Coisas, muitas e diferentes, acontecem durante viagens. E a dramaturgia cinematográfica sabe disso. É o que faz o road-movie, ou filme de estrada, um gênero quase autônomo que parece nunca se esgotar, com sua radical concentração de significados.
Uma abertura para a paisagem, o movimento, a aventura e o sempre presente desejo de deixar tudo para trás. Este modelo de filme é flexível o suficiente para abarcar alternativas diversas, como o drama ou a comédia.
O road movie já serviu de base para thrillers criminais (''Bonnie and Clyde'', ''Kalifornia''), para violentas explorações dos limites da liberdade (''Sem Destino'', ''Thelma e Louise''), para hilárias confusões (''Deu a Louca no Mundo'') ou para guerrilhas verbais envolvendo amor e amizade (''Um Caminho Para Dois'', ''O Espantalho'').
''Sideways - Entre Umas e Outras'' se alinha nesta última vertente. Dois homens, dois amigos vivenciam as glórias e os horrores entre si; e cada um é forçado a olhar nos próprios olhos no espelho de um quarto de hotel.
Dito assim, parece um desses pesadíssimos confrontos existenciais que conduzem à auto-destruição. Mas alto lá! O filme é um primor de confecção, uma comédia pairando ali bem no limiar do desespero, e que coloca a questão crucial: como e o quê você faz (ou não) para deixar de se movimentar obliquamente, de lado, ''sideways'', como coloca com justeza o título original?

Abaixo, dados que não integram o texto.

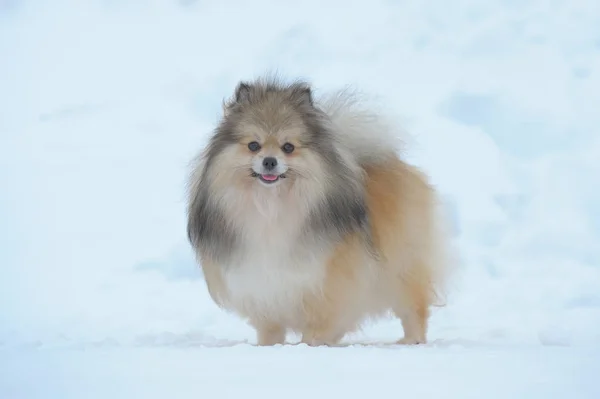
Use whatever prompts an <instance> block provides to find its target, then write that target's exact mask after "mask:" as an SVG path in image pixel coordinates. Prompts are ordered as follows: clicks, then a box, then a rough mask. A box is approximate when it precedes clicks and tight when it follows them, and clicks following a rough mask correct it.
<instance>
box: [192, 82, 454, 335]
mask: <svg viewBox="0 0 600 399" xmlns="http://www.w3.org/2000/svg"><path fill="white" fill-rule="evenodd" d="M393 133H394V129H392V128H390V127H388V126H387V125H386V124H385V123H383V122H382V119H381V118H380V117H378V116H377V115H375V114H371V112H369V111H368V110H367V109H363V108H361V107H360V106H359V102H358V101H357V98H356V97H355V96H353V95H352V94H350V93H349V92H347V91H340V92H338V93H334V94H333V95H331V96H329V97H326V98H324V99H323V100H322V101H320V102H317V101H316V100H315V98H314V94H313V89H312V87H311V86H310V85H309V84H308V83H305V82H301V81H295V82H292V83H283V82H282V81H280V80H279V79H274V78H260V79H257V80H256V81H254V82H240V83H239V84H238V85H237V87H236V89H235V93H234V95H233V96H232V98H231V99H229V100H228V101H226V102H224V103H223V116H222V118H221V120H220V122H219V124H218V126H217V127H216V129H215V131H214V134H213V135H212V137H211V139H210V141H209V143H208V145H207V147H206V148H205V149H204V151H202V152H201V153H200V155H199V157H198V158H197V163H195V165H194V170H193V173H192V175H191V178H190V181H189V183H190V184H189V204H188V225H187V232H188V237H189V240H190V243H191V245H192V246H193V248H194V250H195V252H196V255H197V259H198V262H199V263H200V265H201V267H202V270H203V273H204V276H205V281H206V285H207V288H208V291H209V293H210V296H211V298H212V299H213V300H214V301H215V303H216V304H218V305H219V306H220V307H221V308H223V309H227V310H229V311H232V312H235V313H236V314H237V315H239V316H240V317H243V318H244V319H246V320H247V321H248V322H249V323H250V325H252V326H253V327H254V328H255V329H256V332H257V340H258V344H259V345H275V344H283V343H284V342H285V338H286V333H287V332H288V331H291V332H296V333H299V334H301V335H302V341H301V342H303V343H306V344H308V345H336V344H337V343H338V342H339V341H340V340H341V339H342V338H343V337H344V335H345V334H346V333H349V332H353V331H356V330H357V329H359V328H360V326H361V324H362V323H363V322H364V321H365V320H367V319H373V318H375V317H379V316H383V315H385V314H387V313H389V312H390V311H391V312H393V314H394V315H395V316H396V317H398V318H399V319H400V320H401V321H402V327H403V330H404V337H403V338H402V339H401V340H400V341H398V342H399V343H404V344H419V343H426V342H427V329H428V319H429V316H430V308H431V306H433V305H435V302H436V300H437V299H438V298H439V294H440V293H441V290H442V288H443V286H444V281H445V277H446V271H447V270H448V268H447V267H446V266H447V263H448V262H447V261H448V258H447V256H446V245H445V242H446V241H445V240H446V238H445V236H444V232H443V231H442V230H441V229H440V226H442V224H440V219H439V215H438V212H437V207H438V203H437V198H436V192H435V191H434V189H433V187H432V186H431V185H430V184H429V183H428V180H427V178H426V177H425V175H424V174H423V173H422V172H421V171H419V170H418V169H417V168H415V167H413V166H411V165H409V164H407V163H406V162H405V161H403V160H402V159H401V157H400V156H399V154H398V152H399V147H398V144H397V142H396V139H395V138H394V134H393Z"/></svg>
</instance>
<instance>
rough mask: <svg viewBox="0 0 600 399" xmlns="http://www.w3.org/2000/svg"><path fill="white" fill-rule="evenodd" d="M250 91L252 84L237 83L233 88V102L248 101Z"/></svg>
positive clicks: (239, 102)
mask: <svg viewBox="0 0 600 399" xmlns="http://www.w3.org/2000/svg"><path fill="white" fill-rule="evenodd" d="M251 92H252V86H250V84H249V83H246V82H240V83H238V85H237V87H236V89H235V102H237V103H243V102H247V101H250V94H251Z"/></svg>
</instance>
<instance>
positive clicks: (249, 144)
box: [248, 141, 260, 152]
mask: <svg viewBox="0 0 600 399" xmlns="http://www.w3.org/2000/svg"><path fill="white" fill-rule="evenodd" d="M248 149H249V150H250V151H252V152H256V151H258V150H260V144H258V142H256V141H251V142H250V143H248Z"/></svg>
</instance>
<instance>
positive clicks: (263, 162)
mask: <svg viewBox="0 0 600 399" xmlns="http://www.w3.org/2000/svg"><path fill="white" fill-rule="evenodd" d="M275 166H277V159H275V158H273V157H266V158H265V159H263V167H264V168H265V169H266V170H273V169H275Z"/></svg>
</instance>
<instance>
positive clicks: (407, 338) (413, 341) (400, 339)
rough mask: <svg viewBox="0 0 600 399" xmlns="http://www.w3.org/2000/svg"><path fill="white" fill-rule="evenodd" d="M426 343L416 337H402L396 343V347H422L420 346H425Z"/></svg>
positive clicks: (425, 340)
mask: <svg viewBox="0 0 600 399" xmlns="http://www.w3.org/2000/svg"><path fill="white" fill-rule="evenodd" d="M426 343H427V340H426V339H419V338H416V337H404V338H402V339H399V340H398V341H396V344H398V345H422V344H426Z"/></svg>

Dois amigos, Miles (Paul Giamatti, estupendo) e Jack (Thomas Haden Church, tão estupendo quanto). No limiar dos quarenta, Miles vem há dois anos tentando deglutir um divórcio entalado. Amante dos bons vinhos, é escritor frustrado - sua novela experimental com 750 páginas anda rodando sem nenhum alento as editoras de Nova York. Ele não tem nenhuma escolha a não ser matar o tempo.
Quando Jack, velho colega de universidade e ator de TV fracassado, anuncia a Miles que vai se casar, os dois saem estrada afora para uma jornada pré-nupcial que inclui provar (e beber) muito vinho e jogar golfe no verdejante vale de Santa Ynez.
Com esta primeira sílaba em comum, vinho-vida é metáfora, até muito óbvia, mas complexa e recheada de símbolos. Videira, vida. Uma dupla de amigos em busca do bom vinho, de mulheres, de vida, de mudanças. Em busca de algo mais, talvez de um bom pinot, ou de um cabernet, ou de bom sexo, ou de boas histórias para escrever. Em busca de si mesmos? Provável.
Na rota ''vidavinícola'', o paraíso da bebida dos deuses, um local onde o clima é propício e traz consigo um dom: colheitas de qualidade, depois de uma maturação necessária.
Aqui temos, no roteiro-lição do diretor Alexander Payne e de Jim Taylor, todo um universo desenhado para comparações simples e analogias explícitas: vida-amor, vida-vinho, vida amarga, vida tinto ou branco, vida aromática.
Um argumento simples, mas irretocável enquanto escritura, onde um divorciado quer abandonar a mediocridade, e onde um futuro marido deseja beber o celibato até a última gota, valorizando um rol interminável de clichês hormonais - não por acaso Haden Church é candidato a melhor coadjuvante.
Frases hilariantes e eruditas (algumas anedotas e linhas do texto requerem um mínimo de transito enológico, ou pelo menos conhecer alguns tipos de uva) vão compondo e arredondando estas crises humanas numa certa idade. Casamento, causas e implicações; o infindável fim do amor; o desejo, o espírito que jamais se dobra e que tenta sempre algo mais antes que seja demasiado tarde.
Safra jovem, mas com taninos poderosos, amargos, doces, memoráveis, esta de ''Sideways - Entre Umas e Outras'', filme que é permanente convite a um brinde ao complexo e fascinante ato de viver.